Micromarkets have flourished in a number of onsite environments, but particularly in business facilities and healthcare institutions where access can easily be controlled and limited and round-the-clock retail dining service is needed.
Where micromarkets have not caught on in any major way is in higher education. However, there is at least one exception: Brigham Young University in Provo, Utah, which boasts four onsite micromarkets, one of them inside a 2,000-bed residential complex. The other three are in employee break rooms where they operate similar to micromarkets in B&I environments.
The unit inside Heritage Halls, called Heritage Creamery Express, packs some 300 SKUs into a miniscule 15-by-15-foot space that punches way above its size in terms of generating business. The store turns an average of 200 transactions a day and produces a check average four times that of traditional banks of vending machines, says Chris Moravec, general manager of convenience retail at BYU.
Heritage Express is located inside a resident hall complex with access restricted to students living in the complex.
“We pitched the idea because we felt it would better meet the needs of the students,” she observes. “Traditionally, vending machines don’t do well in apartment buildings because the students eat out of their fridges.”
Originally, the university wanted four traditional vending machines in the space but Moravec convinced it to try the micromarket approach. It required some adjustment to the utilities and entryway but has more than paid off as the space took off almost immediately: “It far and away exceeded our wildest imaginations,” she says, and traffic hasn’t slacked in the two-plus years since it first opened in October 2015.

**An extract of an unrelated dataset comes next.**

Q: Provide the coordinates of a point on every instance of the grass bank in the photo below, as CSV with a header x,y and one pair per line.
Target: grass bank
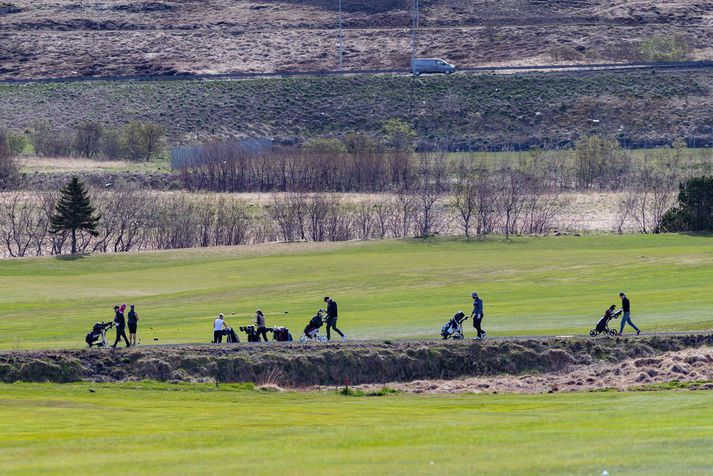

Student surveys over those two years indicated that over 90 percent of Heritage Hall resident students know about the micromarket and about 90 percent of them have patronized it at least once.
The Heritage Express product mix is composed primarily of typical college c-store items ranging from packaged snacks and beverages to basic foodstuffs, plus some grab-and-go sandwiches and salads. The top selling item is the gallon jug of milk, Moravec observes, and is followed by typical college favorites like frozen pizzas and corn dogs, ramen soup, cereal, soda, ice cream and, chips and salsa.
“We watch what sells carefully and we tweak constantly, and we started putting in packaged sandwiches and salads those sales just got better and better,” Moravec observes. “So we now have a section dedicated to just that.”
The grab-and-go items are made in BYU’s central kitchen and delivered fresh daily.
Access is by card swipe at the door using cards only residents of Heritage Halls possess, so the customer base is limited only to those students. Cameras provide additional security as does the stigma and penalties associated with getting caught stealing.
Moravec says theft is practically nonexistent with shrinkage rates of less than one percent that are probably due more to unavoidable system glitches than intentional pilferage.
Payment is exclusively through the university’s Cougar Card declining balance accounts. The system does not accept either cash or commercial credit cards.